Thanks Dicko. However, we’ve experienced the issue on 13.15 as well. So it’s hard to decide what’s safe. Go to current 14 version?
Also, our procs are CPUs24 x Intel® Xeon® CPU E5-2620 and CPUs24 x Intel® Xeon® CPU L5640, and both seemed to be supported by CentOS 6.6, so that theory’s out the window.
Personally, I have found that using 13. pretty well anything with cdr-mysql will cause that , update to odbc, unload the cdr mysql stuff and maybe . . . ., but yes my machines are quite happy now under 13.18.rc? or 14.6.2 under ProxMox or Vultr ( both have been a PITA for a few months)
So we had another FRACK finally. It now does appear that the “Serious Network Trouble” Error issue we’ve been having seems related. Here’s part of our log:
[2017-11-11 06:03:50] WARNING[8721] chan_sip.c: Unable to cancel schedule ID 0. This is probably a bug (chan_sip.c: do_dialog_unlink_sched_items, line 3266).
[2017-11-11 06:03:50] ERROR[5146] /builddir/build/BUILD/asterisk-13.17.2/include/asterisk/utils.h: Memory Allocation Failure in function ast_str_create at line 655 of /builddir/build/BUILD/asterisk-13.17.2/include/asterisk/strings.h
[2017-11-11 06:03:50] WARNING[5146] chan_sip.c: sip_xmit of 0x7f0428c3af80 (len 139655827686296) to 108.23.78.98:4279 returned -2: Cannot allocate memory
[2017-11-11 06:03:50] ERROR[5146] chan_sip.c: Serious Network Trouble; __sip_xmit returns error for pkt data
[2017-11-11 06:03:50] ERROR[5146] astobj2.c: FRACK!, Failed assertion bad magic number 0x0 for object 0x7f04286eac38 (0)
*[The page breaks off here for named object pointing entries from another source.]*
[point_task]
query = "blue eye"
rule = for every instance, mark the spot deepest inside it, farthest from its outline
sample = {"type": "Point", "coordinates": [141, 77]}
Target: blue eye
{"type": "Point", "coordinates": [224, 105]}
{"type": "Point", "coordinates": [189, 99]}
Did you see the log I attached? Seems to have a lot more info around the FRACKs than previous ones, before BETTER_BACKTRACES was enabled. Do you see anything helpful there?
Particularly here:
[2017-11-11 06:03:50] ERROR[5146] /builddir/build/BUILD/asterisk-13.17.2/include/asterisk/utils.h: Memory Allocation Failure in function ast_str_create at line 655 of /builddir/build/BUILD/asterisk-13.17.2/include/asterisk/strings.h
We recently read that on proxmox, which is where we have about 10 FreePBX distro VMs, the default processor type “kvm64” is essentially equivalent to a Pentium 4 in it’s CPU flag set.
We changed all our VMs to the “host” processor type, as we aren’t doing live migrations. We saw a huge drop in CPU load on all processes within the VMs after we did this.
Probably four hours later, all these FRACKs started, but just on one of the 10 VMs.
As I mentioned near or at the top of this post, we have only had this issue on servers that use TCP for SIP, and a non standard port (not 5060). Our UDP servers have never had the issue. That said, from the several months of research and feedback from experts, that shouldn’t matter. We strongly prefer TCP and the non standard port for security and NAT traversal.
EDIT: Also, eight or so others of the VMs are setup the same way as the one that crashed, and on the same proxmox host.
CORRECTION: the FRACKs started a little over a day after the processor type change. However, non of the other VMs are having this issue.
So ya, we just keep getting these several times a minute. That said, is there something we can look at or monitor that would help identify the cause, since better backtraces isn’t working?